В аду – каждый день лунное затмение.
И на завтрак блинчики с черникой и взбитыми сливками.
В аду Беннет что-то бессмысленно зудит над ухом, зараженная нездоровым энтузиазмом, и бесконечное количество времени не дает выбирать, чем заняться, только – думать-думать-думать. Прокручивать в голове снова и снова свои земные грехи, вспоминать их, словно воочию переживать заново сотни смертей, и гадать, за какую же именно ты здесь. Пожалуй, за все сразу. И за ту, что случилась десятого мая того самого года, - особенно.
В аду – пустыня, и так хорошо без лишних людей вокруг, что это, пожалуй, сошло бы за рай. Если бы не было злючки Беннет и постоянного напоминания - о друзьях, что ушли, и о людях, что были убиты, о брате, с которым всегда словно по разные стороны лезвия одного клинка, и о девушке, любовь к которой похожа на болезнь, на пустивший метастазы рак. Услышь Бонни сравнение, непременно сказала бы, что это рак мозга, и тут уже ничем не помочь.
Ты улыбаешься каждый день. Отпускаешь свои привычно злые-пошлые-острые шутки и с удовольствием смотришь, как она сердится, хмурится, щурится, язвит в ответ и уверенно, взросло, по-женски легко отбивает обидки, не стесняясь щипать за больные места. Изменилась она, эта Беннет. Отложены куда-то в сторону детская вера в справедливость и излишняя самоуверенность, и в дальнем ящике пылится страстная ненависть, принесенная ведьминской кровью. Теперь уже незачем все это, теперь вы вместе в твоем аду.
Или ее…
- Доброе утро, - она садится на стул напротив, и ты жадно вглядываешься в ее лицо, словно не видишь каждый-чертов-ненавистный-повторяющийся день.

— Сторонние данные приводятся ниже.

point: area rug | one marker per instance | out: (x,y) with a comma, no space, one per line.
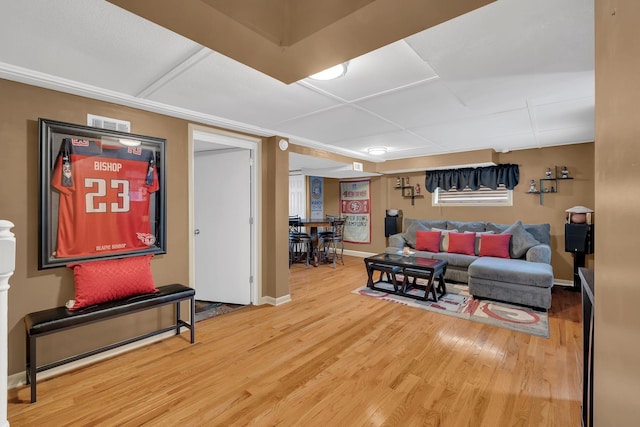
(458,303)
(206,310)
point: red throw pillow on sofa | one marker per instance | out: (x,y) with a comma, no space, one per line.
(496,245)
(110,280)
(428,240)
(462,243)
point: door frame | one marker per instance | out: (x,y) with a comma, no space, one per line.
(229,139)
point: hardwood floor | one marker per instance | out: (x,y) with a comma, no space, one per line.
(329,358)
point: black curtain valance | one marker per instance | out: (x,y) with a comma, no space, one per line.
(490,176)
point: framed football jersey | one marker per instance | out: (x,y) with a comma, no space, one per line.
(102,194)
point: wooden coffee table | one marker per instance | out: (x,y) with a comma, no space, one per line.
(411,268)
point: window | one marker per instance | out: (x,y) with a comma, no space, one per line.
(484,196)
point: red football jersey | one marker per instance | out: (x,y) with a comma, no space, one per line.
(105,193)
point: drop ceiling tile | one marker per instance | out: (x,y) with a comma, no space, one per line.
(477,132)
(397,142)
(384,69)
(562,115)
(113,49)
(425,104)
(566,136)
(223,87)
(510,38)
(335,125)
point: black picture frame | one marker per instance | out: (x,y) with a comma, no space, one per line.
(88,146)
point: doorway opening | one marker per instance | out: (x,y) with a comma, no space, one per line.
(223,219)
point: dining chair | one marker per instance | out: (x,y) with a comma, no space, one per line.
(334,240)
(299,242)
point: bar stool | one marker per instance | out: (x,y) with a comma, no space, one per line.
(299,242)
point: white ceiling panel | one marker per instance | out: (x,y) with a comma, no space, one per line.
(514,37)
(89,41)
(425,104)
(477,132)
(564,136)
(562,115)
(382,70)
(513,74)
(223,87)
(347,122)
(397,143)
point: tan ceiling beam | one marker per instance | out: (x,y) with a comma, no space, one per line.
(369,26)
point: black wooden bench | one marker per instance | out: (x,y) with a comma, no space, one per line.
(58,319)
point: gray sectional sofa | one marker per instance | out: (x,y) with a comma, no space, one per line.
(526,277)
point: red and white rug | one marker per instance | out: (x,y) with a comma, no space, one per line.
(458,303)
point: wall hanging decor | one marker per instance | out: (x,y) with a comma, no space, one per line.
(101,194)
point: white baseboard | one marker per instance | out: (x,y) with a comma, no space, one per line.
(562,282)
(276,301)
(19,379)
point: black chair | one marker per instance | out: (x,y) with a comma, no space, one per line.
(334,240)
(299,242)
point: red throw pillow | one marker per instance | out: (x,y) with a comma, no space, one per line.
(496,245)
(110,280)
(462,243)
(428,240)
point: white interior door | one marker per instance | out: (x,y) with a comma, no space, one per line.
(222,212)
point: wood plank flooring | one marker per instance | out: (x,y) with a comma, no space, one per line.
(328,358)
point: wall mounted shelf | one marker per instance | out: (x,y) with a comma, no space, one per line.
(546,182)
(408,191)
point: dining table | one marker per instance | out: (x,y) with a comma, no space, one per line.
(312,225)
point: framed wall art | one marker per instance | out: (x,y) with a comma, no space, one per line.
(102,194)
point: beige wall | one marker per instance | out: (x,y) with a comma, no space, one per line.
(617,154)
(33,290)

У нее глаза-омуты зеленее некуда, чувственные пухлые губы – она покусывает их, когда задумывается.
- Опять? – она смеется, увидев в тарелке блинчик, и утыкается в кроссворд.
Она – единственная причина, по которой ты уверен, что это не сошел с ума. Она – это единственное, почему ты все еще надеешься выбраться, и почему ты сомневаешься, что это ад. Вряд ли бы кто-то сверху так поступил с хорошей, милой Бонни Беннет и отправил ее в твою преисподнюю. Или она – это лишь один из кругов…
- Как насчет фильма? – она поднимает голову от газеты и смотрит несколько секунд, не мигая, словно возвращаясь в реальность.
В вашу весьма сомнительную, на двоих, реальность.
- А… я не против.
- «День сурка»? – ты делаешь огромный глоток виски, и он приятной обжигающей волной пробирается не по глотке и не по пищеводу – всему телу. Подгоняет застоявшуюся кровь и чуть согревает холод внутри.
- Очень смешно.
Бонни Беннет закатывает глаза и все равно смеется твоей шутке.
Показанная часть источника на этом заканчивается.